For me, nature is where I find God most personally. I have known and recognized this since I was a boy.
My grandpa’s farm near Bristol, Tenn., was a place my family visited frequently. My grandfather was one of those vanishing breeds who had fidelity and love for the land.

He was dependent on the land for his food and a few cash crops for income, was intimately tied to the rhythms of the seasons, and looked at his work as a partnership with the Lord.

He taught me how to care for the land and helped me learn skills that made me appreciate this way of life.

Through these early experiences, I became fascinated with an essential question: What makes nature tick? I also developed an interest in the spiritual relationship between God and His creation. And so the journey began.

I studied biology at Virginia Tech focusing on stream ecology, and then worked as a field biologist surveying rivers throughout the southeast. Eventually, I did graduate work in forest ecology in the Shenandoah National Park.

My faith in the biblical account of creation was challenged by professors who taught evolution as the mode of creation of living things. The words in the textbooks and the words of Genesis took on new meaning.

Did they contradict each other? Could all forms of life really evolve by chance? Weren’t we created in God’s image?

For several years, I wrestled with these questions as an intellectual exercise. I began to make progress only when I started answering with my heart along with my head, aided by the power of prayer.

Looking back, this search made my faith real as it taught me that I don’t need to have all the answers – that is where faith comes in.

I know that God created the heavens and the earth and manages and sustains His creation even today.

How God created is still a mystery that science, by its methods, tries to discover and cannot fully explain, and one that the Bible is mostly silent on.

To me, there should be no contradiction between science and the Bible. In the beginning, God was there and science cannot speak to that. It is by faith that I know God created the world.

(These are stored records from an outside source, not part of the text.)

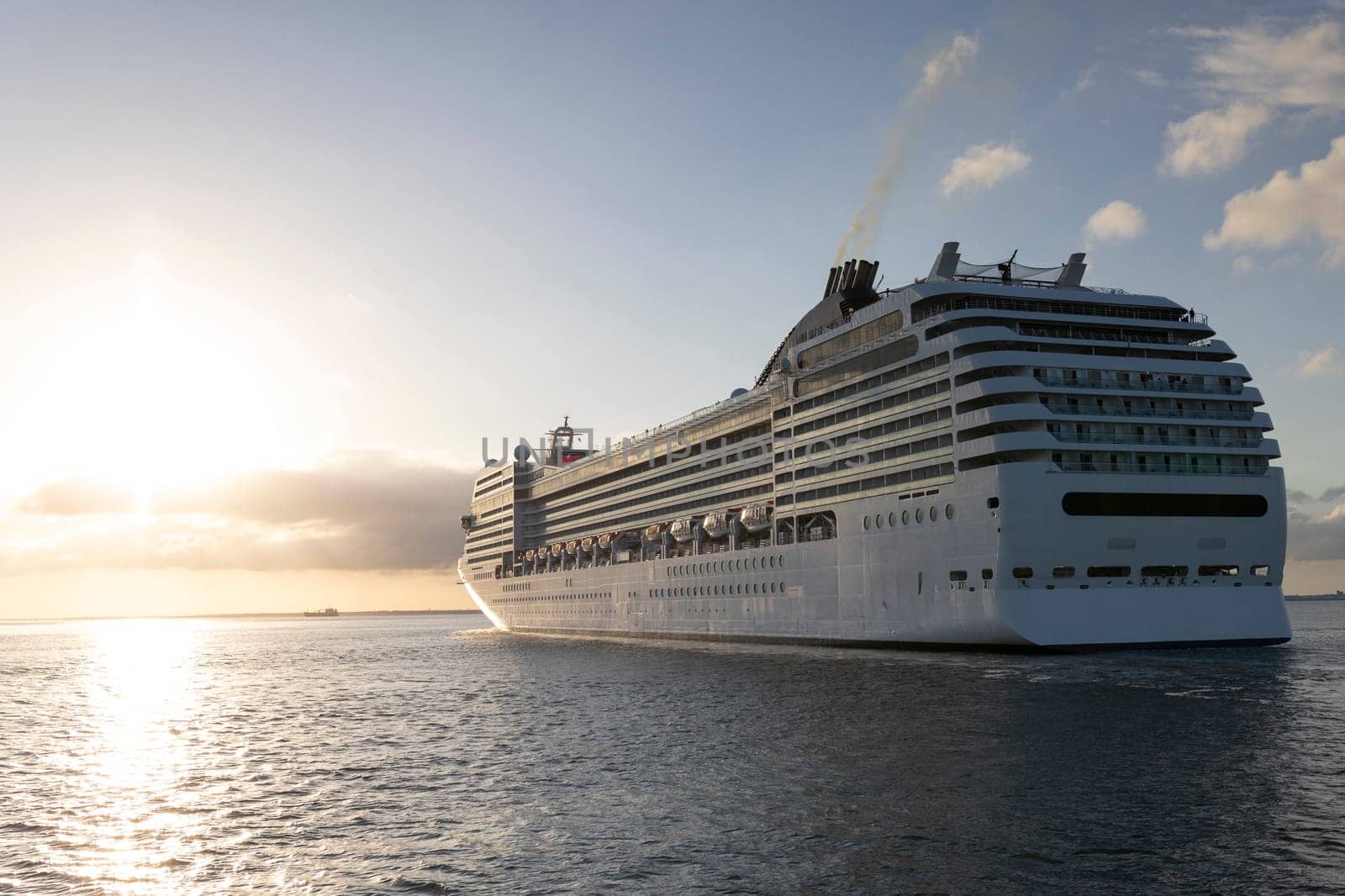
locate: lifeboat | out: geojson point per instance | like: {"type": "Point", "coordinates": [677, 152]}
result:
{"type": "Point", "coordinates": [683, 529]}
{"type": "Point", "coordinates": [716, 525]}
{"type": "Point", "coordinates": [757, 519]}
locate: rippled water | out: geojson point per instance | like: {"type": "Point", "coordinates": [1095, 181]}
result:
{"type": "Point", "coordinates": [430, 755]}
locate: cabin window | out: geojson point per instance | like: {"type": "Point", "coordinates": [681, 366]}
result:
{"type": "Point", "coordinates": [1163, 572]}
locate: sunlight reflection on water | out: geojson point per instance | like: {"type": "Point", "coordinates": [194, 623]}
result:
{"type": "Point", "coordinates": [396, 755]}
{"type": "Point", "coordinates": [140, 697]}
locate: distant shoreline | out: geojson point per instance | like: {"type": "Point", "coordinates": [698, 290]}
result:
{"type": "Point", "coordinates": [296, 614]}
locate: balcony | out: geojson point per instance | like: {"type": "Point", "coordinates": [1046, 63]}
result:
{"type": "Point", "coordinates": [1110, 410]}
{"type": "Point", "coordinates": [1174, 470]}
{"type": "Point", "coordinates": [1123, 439]}
{"type": "Point", "coordinates": [1142, 385]}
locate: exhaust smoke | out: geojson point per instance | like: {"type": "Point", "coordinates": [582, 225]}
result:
{"type": "Point", "coordinates": [939, 71]}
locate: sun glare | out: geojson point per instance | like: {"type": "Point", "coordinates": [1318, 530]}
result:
{"type": "Point", "coordinates": [150, 396]}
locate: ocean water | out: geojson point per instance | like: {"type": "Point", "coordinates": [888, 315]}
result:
{"type": "Point", "coordinates": [430, 755]}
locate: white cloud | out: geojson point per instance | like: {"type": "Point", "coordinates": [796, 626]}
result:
{"type": "Point", "coordinates": [1304, 67]}
{"type": "Point", "coordinates": [1210, 140]}
{"type": "Point", "coordinates": [361, 509]}
{"type": "Point", "coordinates": [982, 167]}
{"type": "Point", "coordinates": [1253, 74]}
{"type": "Point", "coordinates": [1149, 77]}
{"type": "Point", "coordinates": [947, 64]}
{"type": "Point", "coordinates": [1320, 363]}
{"type": "Point", "coordinates": [1118, 219]}
{"type": "Point", "coordinates": [1288, 208]}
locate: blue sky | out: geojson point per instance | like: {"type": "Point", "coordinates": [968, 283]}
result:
{"type": "Point", "coordinates": [407, 226]}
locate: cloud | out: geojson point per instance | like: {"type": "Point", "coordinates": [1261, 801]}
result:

The precision and beauty of natural order have always focused me on the Creator, just as Paul states in Romans that all creation bears witness to God.

The more I study nature and natural sciences, the more it drives me back to God who made all things.

In time, I was hired by The Nature Conservancy in Richmond as the ecologist and director of a new biological inventory for Virginia. Then another faith question came.

Why did the Church not speak to the Christian practice of stewardship as it relates to creation? Why did many in my profession worship the creation and not the Creator?

During this period, I stumbled upon the work of Wendell Berry, who has since become one of my favorite authors.

In a short essay he wrote in 1988 titled “God and Country,” he said we must deal with the true meaning of Genesis 1:28 where God told Adam and Eve to “be fruitful and multiply and replenish the earth and subdue it.”

Berry noted that many people use the words “dominion” and “subdue” as “unconditional permission to use the world as they please.” I came to realize, like many, that such an interpretation is contradicted by the rest of the Bible.

The ecological teaching of the Bible is clear. God made the world and it pleased Him. It is His and He loves it. He has never given up title to it. He wants us to take excellent care of it.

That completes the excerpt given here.